Sa’rye is an assertive, young 3 year old with an ebullient personality. She has her whole life ahead of her, but it disturbs me to know that she will have to navigate through this often times shady world without knowing her biological father.
There is no doubt that when Sa’rye gets older she will learn the footnotes of her father’s life. She will know things like his name was Darryl Starks, he attended Castlemont High School and he died Dec. 18, 2010, at the age of 26.
But will she ever know how much he loved her? Will she ever be able to feel that love? Will she remember the day when her father stopped his car in the middle of the street just to steal a hug and kiss from her before he went to work? Will she ever be told that one of the last things her father wanted to do before he left this Earth was to sleep under the same roof as her? Or will she grow only to be obsessed with his absence, fueling an unconscious resentment toward every man she encounters? I don’t know.
I do know Sa’rye comes from a resilient culture and a strong family.

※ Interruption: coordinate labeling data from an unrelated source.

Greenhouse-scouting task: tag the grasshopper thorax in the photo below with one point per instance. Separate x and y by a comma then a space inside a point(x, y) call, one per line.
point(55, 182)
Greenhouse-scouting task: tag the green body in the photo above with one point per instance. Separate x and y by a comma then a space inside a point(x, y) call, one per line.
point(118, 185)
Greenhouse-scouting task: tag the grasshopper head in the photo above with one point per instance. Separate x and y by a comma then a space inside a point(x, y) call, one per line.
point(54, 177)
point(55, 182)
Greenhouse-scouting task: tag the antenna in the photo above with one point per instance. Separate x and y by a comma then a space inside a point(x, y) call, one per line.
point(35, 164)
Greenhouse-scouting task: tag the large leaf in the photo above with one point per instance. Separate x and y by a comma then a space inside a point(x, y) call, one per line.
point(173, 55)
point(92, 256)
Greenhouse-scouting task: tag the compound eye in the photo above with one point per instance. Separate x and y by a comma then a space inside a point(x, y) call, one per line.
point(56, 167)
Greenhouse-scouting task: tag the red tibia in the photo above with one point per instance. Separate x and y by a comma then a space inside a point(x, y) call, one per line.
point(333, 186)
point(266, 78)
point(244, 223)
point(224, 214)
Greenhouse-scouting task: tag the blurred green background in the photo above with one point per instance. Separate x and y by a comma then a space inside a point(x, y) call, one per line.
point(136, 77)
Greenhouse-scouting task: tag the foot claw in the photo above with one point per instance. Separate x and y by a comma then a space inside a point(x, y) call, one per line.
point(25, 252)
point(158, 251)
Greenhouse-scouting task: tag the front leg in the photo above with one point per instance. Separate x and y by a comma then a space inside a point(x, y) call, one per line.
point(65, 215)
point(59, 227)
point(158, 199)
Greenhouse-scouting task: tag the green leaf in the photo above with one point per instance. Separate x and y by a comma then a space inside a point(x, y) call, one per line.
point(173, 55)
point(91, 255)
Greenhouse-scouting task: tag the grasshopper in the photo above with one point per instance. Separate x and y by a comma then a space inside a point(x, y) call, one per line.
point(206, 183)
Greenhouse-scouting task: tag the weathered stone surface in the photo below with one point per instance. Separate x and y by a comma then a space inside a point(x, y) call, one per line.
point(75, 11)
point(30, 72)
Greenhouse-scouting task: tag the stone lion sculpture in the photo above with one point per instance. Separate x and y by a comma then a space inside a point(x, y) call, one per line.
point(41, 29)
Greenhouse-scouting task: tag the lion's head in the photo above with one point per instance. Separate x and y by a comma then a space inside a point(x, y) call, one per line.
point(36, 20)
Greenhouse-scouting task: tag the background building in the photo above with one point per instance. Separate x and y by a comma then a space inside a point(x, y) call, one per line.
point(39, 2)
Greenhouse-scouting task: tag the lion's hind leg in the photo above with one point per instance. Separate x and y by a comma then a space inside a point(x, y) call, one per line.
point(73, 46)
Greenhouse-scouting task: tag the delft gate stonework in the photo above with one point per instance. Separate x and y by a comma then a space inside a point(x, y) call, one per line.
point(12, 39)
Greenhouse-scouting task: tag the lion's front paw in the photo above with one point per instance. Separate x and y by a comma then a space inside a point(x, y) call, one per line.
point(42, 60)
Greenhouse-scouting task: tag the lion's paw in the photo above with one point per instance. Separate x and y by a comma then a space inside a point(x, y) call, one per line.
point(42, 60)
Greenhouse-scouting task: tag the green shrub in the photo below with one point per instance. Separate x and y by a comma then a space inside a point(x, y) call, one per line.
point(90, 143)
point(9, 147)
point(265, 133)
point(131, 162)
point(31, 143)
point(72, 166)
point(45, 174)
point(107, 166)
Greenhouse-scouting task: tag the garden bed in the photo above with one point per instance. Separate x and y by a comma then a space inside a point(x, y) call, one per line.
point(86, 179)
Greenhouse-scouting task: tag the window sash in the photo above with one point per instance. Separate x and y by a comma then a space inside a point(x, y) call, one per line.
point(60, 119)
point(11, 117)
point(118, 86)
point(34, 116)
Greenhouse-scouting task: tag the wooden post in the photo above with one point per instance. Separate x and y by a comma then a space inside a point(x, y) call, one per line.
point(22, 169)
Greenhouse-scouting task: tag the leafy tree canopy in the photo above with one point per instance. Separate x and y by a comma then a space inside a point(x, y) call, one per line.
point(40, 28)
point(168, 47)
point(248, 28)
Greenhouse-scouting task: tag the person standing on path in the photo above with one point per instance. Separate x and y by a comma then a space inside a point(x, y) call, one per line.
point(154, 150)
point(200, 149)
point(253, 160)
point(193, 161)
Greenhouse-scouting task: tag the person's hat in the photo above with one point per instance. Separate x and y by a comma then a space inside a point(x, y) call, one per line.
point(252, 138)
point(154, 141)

I also know that she can grow up and accomplish whatever she wants to achieve. On the other hand, I will never understand why her father was taken from her and I’m sure she won’t either. So now when I kiss my daughter on the cheek or help her with her jump shot I know that I’m not just doing it for me. I do it for all those men who wanted to be fathers, but couldn’t. I do it for Darryl Starks and countless other men who are just as righteous as me.